Meu pai olhou para mim, surpreso, talvez chocado por eu ter chegado tão cedo. Ele tentou falar, mas nenhuma palavra saiu. A mulher ficou visivelmente desconfortável, ajeitando o cabelo nervosamente.

— Quem é ela, pai? — perguntei, sem conseguir conter o tom de acusação.

— Laís, calma... Não é o que você está pensando — começou ele, mas a desculpa soou vazia, como todas aquelas frases prontas que só pioram a situação.

Eu ri, mas foi um riso amargo, cheio de incredulidade.

— Não é o que eu estou pensando? Então por que ela está aqui? Por que você está rindo com ela, como se fosse normal?

Ele abriu a boca para responder, mas eu não esperei. Senti as lágrimas queimarem meus olhos, mas não as deixei cair. Apenas subi correndo as escadas, batendo a porta do meu quarto com força suficiente para fazer a casa tremer.

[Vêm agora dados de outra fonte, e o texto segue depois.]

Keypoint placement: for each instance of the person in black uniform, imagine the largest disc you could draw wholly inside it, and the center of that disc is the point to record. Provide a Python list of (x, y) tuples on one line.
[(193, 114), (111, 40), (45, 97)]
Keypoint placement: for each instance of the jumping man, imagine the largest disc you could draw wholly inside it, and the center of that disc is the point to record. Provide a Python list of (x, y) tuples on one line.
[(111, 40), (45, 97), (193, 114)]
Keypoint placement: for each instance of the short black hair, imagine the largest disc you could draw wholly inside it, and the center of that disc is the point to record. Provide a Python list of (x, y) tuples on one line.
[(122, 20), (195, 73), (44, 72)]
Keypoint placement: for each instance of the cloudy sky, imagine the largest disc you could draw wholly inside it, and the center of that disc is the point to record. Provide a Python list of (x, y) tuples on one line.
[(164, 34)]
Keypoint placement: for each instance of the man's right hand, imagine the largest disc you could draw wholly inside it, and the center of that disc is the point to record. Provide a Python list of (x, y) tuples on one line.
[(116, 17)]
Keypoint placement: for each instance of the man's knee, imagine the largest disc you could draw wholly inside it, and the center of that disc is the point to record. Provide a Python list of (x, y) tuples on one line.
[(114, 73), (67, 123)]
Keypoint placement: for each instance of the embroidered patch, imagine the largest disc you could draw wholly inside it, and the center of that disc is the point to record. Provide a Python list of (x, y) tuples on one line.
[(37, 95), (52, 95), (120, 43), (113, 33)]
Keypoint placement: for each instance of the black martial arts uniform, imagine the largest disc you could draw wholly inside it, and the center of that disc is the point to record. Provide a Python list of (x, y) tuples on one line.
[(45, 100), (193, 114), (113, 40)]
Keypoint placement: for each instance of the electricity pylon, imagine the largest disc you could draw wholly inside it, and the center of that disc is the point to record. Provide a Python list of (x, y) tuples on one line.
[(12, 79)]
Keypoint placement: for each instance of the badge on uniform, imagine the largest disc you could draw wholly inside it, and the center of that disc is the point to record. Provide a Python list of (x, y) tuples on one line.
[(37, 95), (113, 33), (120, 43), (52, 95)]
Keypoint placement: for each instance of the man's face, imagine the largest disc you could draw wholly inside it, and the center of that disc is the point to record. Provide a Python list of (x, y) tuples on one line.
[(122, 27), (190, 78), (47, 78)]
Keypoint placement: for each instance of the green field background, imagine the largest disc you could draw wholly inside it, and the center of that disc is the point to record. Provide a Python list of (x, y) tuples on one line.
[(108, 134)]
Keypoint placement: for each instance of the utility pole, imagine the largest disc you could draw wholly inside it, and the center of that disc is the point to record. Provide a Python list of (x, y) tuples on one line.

Do lado de dentro, joguei minha mochila no chão e me sentei na cama, o coração martelando no peito. Aquela cena não fazia sentido. Não era o meu pai, o homem que sempre admirei, que sempre parecia tão dedicado à minha mãe, à nossa família.

Alguns minutos depois, ouvi passos no corredor. Meu pai bateu na porta, com suavidade, como se isso pudesse apagar o que tinha acontecido.

— Laís, posso entrar? — ele perguntou, a voz baixa, quase um sussurro.

— Não! — gritei de volta.

Mas ele entrou mesmo assim, fechando a porta atrás de si. Ele parecia cansado, a culpa estampada no rosto.

— Laís, por favor, me escuta. Eu... Eu cometi um erro.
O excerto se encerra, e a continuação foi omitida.